Hausarbeit 2018 12 Seiten

Geowissenschaften / Geographie - Wirtschaftsgeographie

Leseprobe

Inhaltsverzeichnis

1. Einleitung

2. Ursachen der Gezeitenhochwasser in Semarang

3. Naturgefahren, Vulnerabilität, Resilienz a

4. Anpassungsstrategien
4.1. Rückzug
4.2. Schutz
4.3 Leben mit dem Risiko

5. Räumliche Unterschiede

6. Fazit

Literaturverzeichnis

1. Einleitung

Mehr als 10 % der Weltbevölkerung leben in einem Gebiet, das weniger als zehn Meter über dem Meeresspiegel liegt. Die dort lebende Bevölkerung ist potentiellen Küstennaturgefahren ausgesetzt, wie beispielsweise Tsunamis, Starksturmereignissen, Überflutungen usw. Trotzdem lebt, aus verschiedenen Gründen, ein überprozentualer Anteil der Weltbevölkerung in diesen Gebieten.
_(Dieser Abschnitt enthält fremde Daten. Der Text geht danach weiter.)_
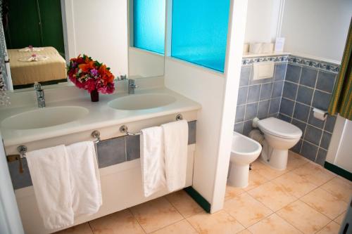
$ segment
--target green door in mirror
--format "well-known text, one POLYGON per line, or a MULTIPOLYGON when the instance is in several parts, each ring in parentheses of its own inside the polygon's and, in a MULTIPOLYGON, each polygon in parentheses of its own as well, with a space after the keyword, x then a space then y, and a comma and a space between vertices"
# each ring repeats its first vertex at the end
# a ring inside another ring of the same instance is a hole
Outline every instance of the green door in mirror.
POLYGON ((60 0, 5 0, 8 48, 54 46, 65 58, 60 0), (6 9, 7 5, 7 9, 6 9))

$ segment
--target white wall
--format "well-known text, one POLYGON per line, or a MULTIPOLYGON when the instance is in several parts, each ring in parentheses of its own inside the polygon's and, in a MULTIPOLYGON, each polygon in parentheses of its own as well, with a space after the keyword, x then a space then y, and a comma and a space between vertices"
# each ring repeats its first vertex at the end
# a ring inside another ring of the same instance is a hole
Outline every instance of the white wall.
POLYGON ((68 56, 86 53, 111 68, 117 77, 128 74, 126 0, 64 0, 68 56))
POLYGON ((222 209, 224 201, 247 2, 233 0, 231 6, 234 16, 225 74, 169 57, 165 65, 165 86, 202 106, 197 117, 193 187, 211 204, 212 213, 222 209))
POLYGON ((129 77, 151 77, 164 74, 164 56, 134 47, 128 48, 129 77))
POLYGON ((274 42, 283 0, 249 0, 244 42, 274 42))
POLYGON ((351 0, 285 0, 284 50, 341 61, 351 15, 351 0))

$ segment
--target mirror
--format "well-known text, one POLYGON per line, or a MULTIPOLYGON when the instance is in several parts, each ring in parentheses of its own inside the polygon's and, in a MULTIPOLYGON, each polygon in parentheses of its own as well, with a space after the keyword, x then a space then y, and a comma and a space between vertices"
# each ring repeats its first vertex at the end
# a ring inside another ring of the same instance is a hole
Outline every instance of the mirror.
POLYGON ((165 2, 4 0, 8 89, 70 84, 66 66, 80 54, 103 63, 115 78, 163 75, 165 2))

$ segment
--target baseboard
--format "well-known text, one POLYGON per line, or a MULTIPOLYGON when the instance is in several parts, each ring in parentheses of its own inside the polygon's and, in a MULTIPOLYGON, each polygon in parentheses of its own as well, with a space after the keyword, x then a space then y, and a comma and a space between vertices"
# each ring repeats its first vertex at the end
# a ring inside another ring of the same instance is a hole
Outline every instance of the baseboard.
POLYGON ((329 171, 332 171, 344 178, 346 178, 350 181, 352 181, 352 173, 349 172, 348 171, 346 171, 344 169, 337 167, 337 165, 334 165, 328 162, 325 162, 325 163, 324 164, 324 167, 329 171))
POLYGON ((199 194, 193 187, 189 186, 183 189, 203 208, 206 212, 210 212, 210 204, 199 194))

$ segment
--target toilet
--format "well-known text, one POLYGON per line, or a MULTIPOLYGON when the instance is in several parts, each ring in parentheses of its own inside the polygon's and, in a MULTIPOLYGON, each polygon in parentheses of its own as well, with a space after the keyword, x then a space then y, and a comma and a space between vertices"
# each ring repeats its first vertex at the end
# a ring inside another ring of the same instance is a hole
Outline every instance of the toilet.
POLYGON ((264 135, 261 160, 274 169, 285 170, 289 149, 298 142, 302 131, 294 124, 274 117, 260 120, 256 118, 253 126, 258 127, 264 135))
POLYGON ((257 141, 234 131, 227 184, 233 187, 248 186, 249 164, 260 154, 262 146, 257 141))

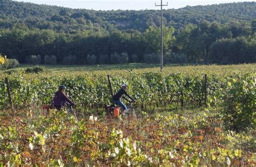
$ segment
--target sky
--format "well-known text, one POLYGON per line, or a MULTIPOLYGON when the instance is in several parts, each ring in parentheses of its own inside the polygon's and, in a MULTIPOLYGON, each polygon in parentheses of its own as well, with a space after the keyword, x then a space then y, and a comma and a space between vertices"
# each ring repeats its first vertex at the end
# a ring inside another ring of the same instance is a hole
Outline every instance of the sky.
MULTIPOLYGON (((31 2, 38 4, 47 4, 70 8, 73 9, 93 9, 96 10, 145 10, 159 9, 160 0, 14 0, 15 1, 31 2)), ((246 1, 253 2, 255 1, 246 1)), ((164 6, 163 9, 179 9, 187 5, 196 6, 198 5, 206 5, 208 4, 219 4, 221 3, 241 2, 242 1, 235 0, 163 0, 163 4, 168 2, 168 6, 164 6)))

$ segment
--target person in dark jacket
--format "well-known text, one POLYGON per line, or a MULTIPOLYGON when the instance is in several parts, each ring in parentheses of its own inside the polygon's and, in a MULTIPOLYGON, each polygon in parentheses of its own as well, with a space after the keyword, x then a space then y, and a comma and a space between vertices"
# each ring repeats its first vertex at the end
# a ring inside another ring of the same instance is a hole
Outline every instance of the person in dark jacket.
POLYGON ((129 98, 132 102, 135 101, 135 100, 126 93, 127 87, 128 85, 127 84, 122 84, 121 85, 122 88, 114 95, 113 96, 113 100, 115 104, 118 105, 123 109, 122 113, 125 114, 126 112, 127 107, 123 102, 121 101, 121 99, 123 98, 127 101, 129 101, 126 98, 123 96, 123 95, 126 95, 128 98, 129 98))
POLYGON ((75 105, 75 103, 65 94, 65 89, 66 87, 61 85, 59 87, 59 90, 55 93, 52 106, 54 106, 58 110, 60 110, 61 108, 64 106, 66 102, 70 103, 71 106, 75 105))

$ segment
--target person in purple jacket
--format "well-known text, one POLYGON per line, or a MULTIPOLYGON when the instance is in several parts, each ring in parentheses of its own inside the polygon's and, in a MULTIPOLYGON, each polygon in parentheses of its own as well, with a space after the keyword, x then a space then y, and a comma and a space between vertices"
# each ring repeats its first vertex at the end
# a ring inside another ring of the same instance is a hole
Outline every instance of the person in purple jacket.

Küstenräume sind sowohl siedlungstechnisch als auch wirtschaftlich sehr bedeutend, andererseits sind sie jedoch durch die niedrige Lage und die Expositioniertheit gegenüber Küstennaturgefahren einem gewissen Risiko ausgesetzt.
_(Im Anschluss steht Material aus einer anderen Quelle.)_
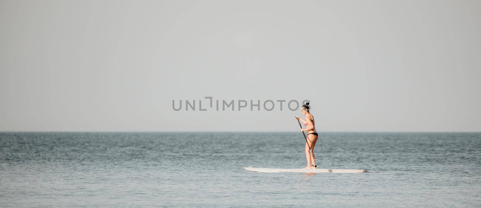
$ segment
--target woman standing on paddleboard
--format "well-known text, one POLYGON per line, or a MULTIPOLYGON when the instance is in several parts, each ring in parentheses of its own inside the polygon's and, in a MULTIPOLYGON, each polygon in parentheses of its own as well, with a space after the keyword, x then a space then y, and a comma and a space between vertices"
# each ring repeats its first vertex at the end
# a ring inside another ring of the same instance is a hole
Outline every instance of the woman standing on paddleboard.
POLYGON ((317 167, 316 165, 316 158, 314 157, 314 146, 317 141, 317 137, 319 135, 316 131, 316 127, 314 127, 314 117, 312 114, 309 112, 310 106, 309 102, 306 102, 305 104, 303 105, 301 107, 301 112, 302 114, 305 115, 305 119, 303 119, 299 117, 296 116, 296 119, 300 120, 305 126, 305 129, 301 129, 301 131, 307 132, 307 137, 306 138, 305 148, 305 158, 307 159, 307 166, 303 169, 315 169, 317 167))

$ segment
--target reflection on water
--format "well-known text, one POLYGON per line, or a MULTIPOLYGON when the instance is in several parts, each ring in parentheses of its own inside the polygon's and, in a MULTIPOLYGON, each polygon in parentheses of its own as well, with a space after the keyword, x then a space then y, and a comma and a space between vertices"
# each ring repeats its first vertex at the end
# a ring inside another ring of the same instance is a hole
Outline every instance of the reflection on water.
POLYGON ((320 134, 318 169, 370 172, 244 170, 305 167, 297 133, 0 133, 0 207, 481 204, 481 134, 320 134))

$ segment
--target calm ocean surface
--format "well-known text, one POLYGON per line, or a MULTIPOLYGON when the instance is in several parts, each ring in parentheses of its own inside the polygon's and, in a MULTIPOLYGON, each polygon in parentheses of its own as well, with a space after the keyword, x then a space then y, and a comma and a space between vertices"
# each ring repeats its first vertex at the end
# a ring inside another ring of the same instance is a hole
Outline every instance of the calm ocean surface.
POLYGON ((0 133, 0 207, 481 206, 481 133, 0 133))

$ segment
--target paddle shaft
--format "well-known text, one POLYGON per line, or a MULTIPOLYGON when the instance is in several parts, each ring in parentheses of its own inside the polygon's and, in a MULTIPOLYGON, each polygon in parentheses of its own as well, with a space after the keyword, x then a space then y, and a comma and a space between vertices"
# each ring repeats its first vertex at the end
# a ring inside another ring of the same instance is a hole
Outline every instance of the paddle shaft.
MULTIPOLYGON (((299 123, 299 126, 302 129, 302 125, 301 125, 301 122, 299 121, 299 119, 297 119, 297 122, 299 123)), ((305 137, 305 135, 304 134, 304 132, 302 132, 302 135, 304 135, 304 139, 305 139, 305 143, 307 144, 307 147, 309 147, 309 151, 311 151, 311 147, 309 146, 309 143, 307 142, 307 138, 305 137)))

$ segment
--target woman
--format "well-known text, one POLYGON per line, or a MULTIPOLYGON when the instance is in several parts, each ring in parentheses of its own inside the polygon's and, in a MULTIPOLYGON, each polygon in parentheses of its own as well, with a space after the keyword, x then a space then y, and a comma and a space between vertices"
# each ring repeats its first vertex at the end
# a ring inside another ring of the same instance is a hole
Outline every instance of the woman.
POLYGON ((307 159, 307 166, 303 169, 315 169, 317 167, 316 165, 316 158, 314 157, 314 146, 316 146, 316 142, 317 141, 319 135, 317 134, 316 127, 314 127, 314 118, 312 116, 312 114, 309 112, 310 107, 309 102, 306 102, 305 105, 301 107, 301 112, 302 112, 303 114, 305 115, 305 120, 296 116, 296 119, 300 120, 305 126, 306 128, 301 128, 301 131, 307 132, 307 142, 305 143, 304 149, 305 158, 307 159))

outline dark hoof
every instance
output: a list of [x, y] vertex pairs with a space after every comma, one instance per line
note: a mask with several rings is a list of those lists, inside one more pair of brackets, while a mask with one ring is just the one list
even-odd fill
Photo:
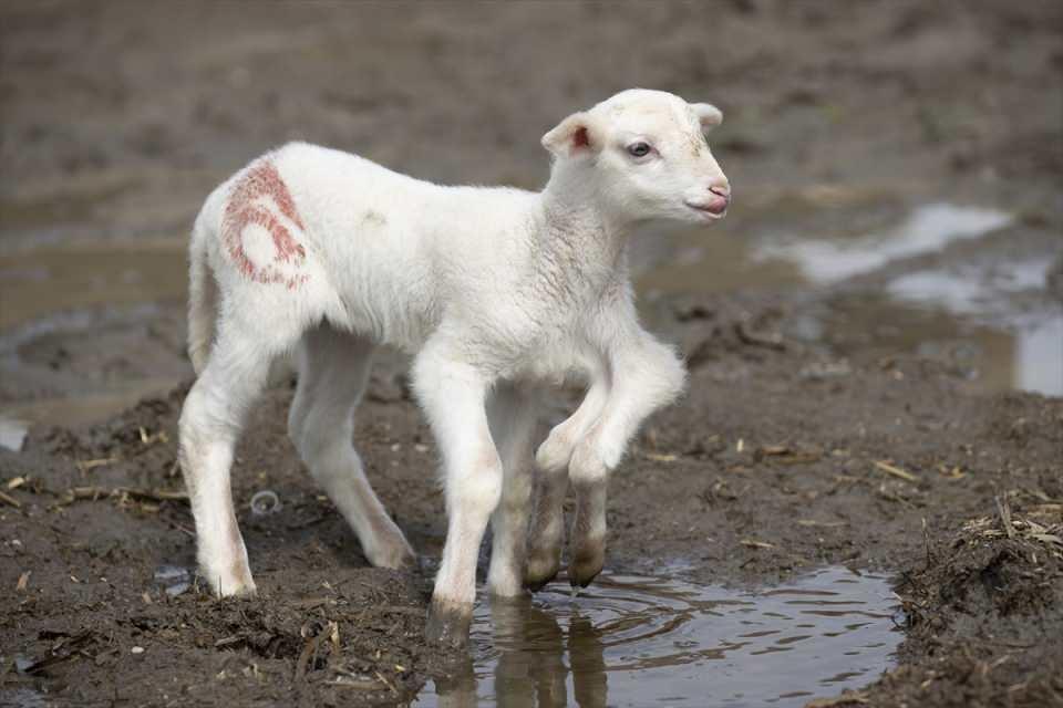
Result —
[[472, 623], [472, 604], [433, 600], [429, 607], [429, 624], [424, 636], [430, 644], [461, 649], [468, 643], [468, 627]]
[[568, 582], [571, 583], [572, 587], [587, 587], [598, 577], [605, 564], [606, 553], [601, 545], [596, 549], [588, 549], [585, 552], [577, 551], [568, 564]]
[[557, 553], [532, 553], [524, 570], [524, 586], [534, 593], [546, 587], [561, 570], [560, 549]]
[[557, 577], [557, 573], [559, 570], [560, 568], [555, 568], [553, 573], [544, 577], [526, 576], [524, 579], [524, 586], [527, 587], [530, 592], [537, 593], [554, 582], [554, 580]]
Die Hafenstadt Semarang in Indonesien ist aufgrund ihrer Lage einem hohen Flutrisiko ausgesetzt und immer wieder von extremen Überschwemmungen betroffen. Die überwiegend anthropogen verursachten Landabsenkungen in diesem Gebiet führen zur Transgression der Küstenlinie, wodurch große Teile der Stadt permanent oder zumindest zeitweise überflutet werden. Aufgrund der geringen Ressourcen und Kapazitäten, die den Bewohnern dort zur Verfügung stehen, weisen diese Stadtgebiete eine erhöhte Vulnerabilität gegenüber Naturgefahren auf.
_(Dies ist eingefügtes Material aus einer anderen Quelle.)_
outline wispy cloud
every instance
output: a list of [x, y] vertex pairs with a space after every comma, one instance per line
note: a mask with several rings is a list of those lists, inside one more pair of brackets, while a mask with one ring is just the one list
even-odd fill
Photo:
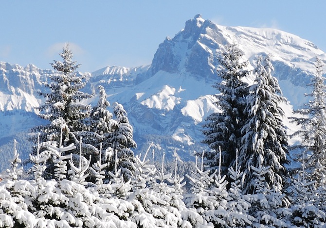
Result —
[[11, 47], [10, 45], [0, 46], [0, 57], [7, 58], [11, 52]]
[[69, 44], [69, 48], [72, 51], [74, 55], [81, 56], [85, 53], [83, 49], [73, 43], [56, 43], [48, 48], [45, 51], [45, 55], [48, 58], [56, 57], [58, 53], [61, 52], [62, 49], [67, 44]]

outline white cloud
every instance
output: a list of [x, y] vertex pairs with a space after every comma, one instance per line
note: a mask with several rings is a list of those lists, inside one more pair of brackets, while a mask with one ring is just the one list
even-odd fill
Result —
[[9, 45], [0, 46], [0, 57], [7, 58], [11, 52], [11, 47]]
[[74, 55], [82, 56], [85, 51], [78, 45], [73, 43], [56, 43], [50, 46], [45, 51], [45, 55], [48, 58], [56, 57], [61, 52], [62, 49], [66, 44], [69, 44], [70, 49], [72, 51]]

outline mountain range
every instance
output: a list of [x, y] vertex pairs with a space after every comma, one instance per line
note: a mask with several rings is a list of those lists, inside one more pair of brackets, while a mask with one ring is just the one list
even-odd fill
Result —
[[[170, 159], [192, 160], [194, 152], [207, 149], [200, 143], [203, 121], [220, 111], [214, 96], [219, 92], [212, 87], [221, 82], [218, 59], [234, 44], [244, 51], [249, 70], [259, 55], [271, 55], [273, 75], [288, 100], [283, 105], [284, 121], [289, 132], [293, 130], [296, 126], [286, 117], [308, 102], [305, 93], [309, 92], [307, 84], [315, 72], [315, 57], [325, 62], [326, 54], [313, 43], [283, 31], [218, 25], [200, 15], [159, 45], [150, 65], [111, 66], [83, 73], [87, 81], [83, 91], [96, 94], [102, 85], [110, 103], [124, 105], [134, 127], [136, 153], [152, 142], [158, 158], [165, 153]], [[44, 123], [35, 114], [35, 108], [44, 101], [36, 92], [44, 89], [42, 82], [53, 72], [33, 65], [23, 67], [0, 62], [0, 156], [8, 157], [1, 149], [9, 140]], [[245, 80], [252, 83], [254, 79], [252, 75]], [[96, 103], [96, 97], [88, 102]]]

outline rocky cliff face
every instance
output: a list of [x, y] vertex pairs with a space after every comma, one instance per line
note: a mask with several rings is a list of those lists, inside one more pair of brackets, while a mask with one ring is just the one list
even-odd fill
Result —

Im Rahmen dieser Hausarbeit soll untersucht werden, wie die betroffene Bevölkerung mit den Naturgefahren in Semarang umgeht und welche sozialen Anpassungsstrategien sie entwickelt haben. Dazu soll zunächst eine Verortung der Stadt Semarang erfolgen und allgemeine Daten und Informationen zur Stadt gegeben werden. Darauffolgend sollen die Ursachen der Gezeitenhochwasser in Semarang untersucht werden und die Frage beantwortet werden, wie betroffene Einwohner mit den Herausforderungen umgehen. Können sie sich vor den Gefahren schützen und wenn ja, wie? Welche Rolle spielen Regierung und NGO´s? In einem abschließenden Fazit sollen die maßgeblichen Erkenntnisse zusammengetragen und ein möglicher Ausblick in die Zukunft gegeben werden.

2. Ursachen der Gezeitenhochwasser in Semarang

Semarang ist die Hauptstadt Zentraljavas und liegt an der Nordküste der indonesischen Insel Java. Sie hat im Kerngebiet eine Bevölkerung von ca. 1,5 Mio. Einwohnern. Mit durchschnittlich 4.172 Einwohnern/km² weist die Stadt eine der höchsten Bevölkerungsdichten Javas auf.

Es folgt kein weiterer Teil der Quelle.